Un praticien réflexif peut aussi dialogue avec ses élèves ou les jeunes qu'il entraîne. Les apprenants sont des témoins attentifs et perspicaces des méthodes et attitudes d'un enseignant ou d'un éducateur. Encore faut-il les écouter et les entendre !

Le praticien réflexif cherche aussi à communiquer sa posture aux apprenants. à propos de leur propre action et de leurs propres apprentissages. Cela n'a rien de sorcier, il suffit d'observer et de trouver les mots pour favoriser la prise de conscience. On ne peut réfléchir à la place de celui qui apprend. Le dialogue n'a pas pour but de lui dire ce qu'il faut faire, mais de l'aider à prendre conscience de ce qu'il fait, pense, ressent.

Peut-être la posture prescriptive est-elle le plus sérieux obstacle au développement d'une attitude réflexive chez les apprenants.

 

Mobile : Que peut-on changer par l'analyse de ses pratiques ?

Ph. Perrenoud : Les personnes qui ne veulent pas changer se gardent bien de trop réfléchir, car elles pressentent qu'elles ne sortiront pas indemnes d'une mise en question de leur pratiques. Lorsqu'on a identifié ce qui pourrait être amélioré, il devient difficile de se cramponner à une pratique qu'on sait perfectible.

Si la réflexion prépare le changement des pratiques, elle ne suffit pas toujours à le déclencher, parce qu'il comporte toujours un coût et des conditions. Un vrai praticien réflexif n'est pas un activiste forcené, il ne passe pas à l'acte dès qu'il a une idée, il pèse le pour et le contre, il ne se lance pas tête baissée dans des innovations dont il n'a pas les moyens et dont l'échec le laisserait épuisé et déçu.

 

Mobile : L'analyse des pratiques conduit-elle à faire le deuil de certaines formes de satisfaction, d'identité ou de sécurité ?
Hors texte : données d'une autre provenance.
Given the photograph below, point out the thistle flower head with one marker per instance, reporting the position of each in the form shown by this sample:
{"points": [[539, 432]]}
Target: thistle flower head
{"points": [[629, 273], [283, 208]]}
Ph. Perrenoud : Probablement. Le deuil de la bonne conscience absolue et de la quiétude qui l'accompagne. Les formateurs disent volontiers " Peut mieux faire " à leurs élèves, mais tous ne supportent pas d'être à leur tour mis en question. À vrai dire, tout le monde aimerait se trouver excellent, irréprochable. Ou, si les difficultés sont difficiles à nier, chacun aimerait au moins en rejeter la responsabilité sur les circonstances, le système, les élèves, etc. Pour renoncer à cette tranquillité, pour accepter de " faire partie du problème ", il faut trouver d'autres satisfactions, se mettre en projet, travailler sur la complexité, surmonter des obstacles, coopérer avec des collègues, construire un rapport moins défensif aux élèves.

Une identité fragile ou un besoin intense de sécurité ne sont pas favorables à une pratique réflexive. À l'inverses, si l'on franchit le pas, un " cercle vertueux " peut se former, la pratique réflexive devenant source d'identité, de sécurité et de satisfaction.

 

***

Philippe Perrenoud, né en 1944., est docteur en sociologie et anthropologie. Professeur à l'Université de Genève, dans le champ du curriculum, des pratiques pédagogiques et des institutions de formation, il co-anime le Laboratoire de recherche sur l'innovation en formation et en éducation (LIFE).

Ses travaux sur la fabrication des inégalités et de l'échec scolaire l'ont conduit à s'intéresser au métier d'élève, aux pratiques pédagogiques, à la formation des enseignants, au curriculum, au fonctionnement des établissements scolaires, aux transformations du système éducatif et aux politiques de l'éducation.

Outre de nombreux articles, il a publié une dizaine de livres, dont Enseigner : agir dans l'urgence, décider dans l'incertitude. Savoirs et compétences dans un métier complexe. Et Dix nouvelles compétences pour enseigner (tous deux chez ESF, Paris, 1999).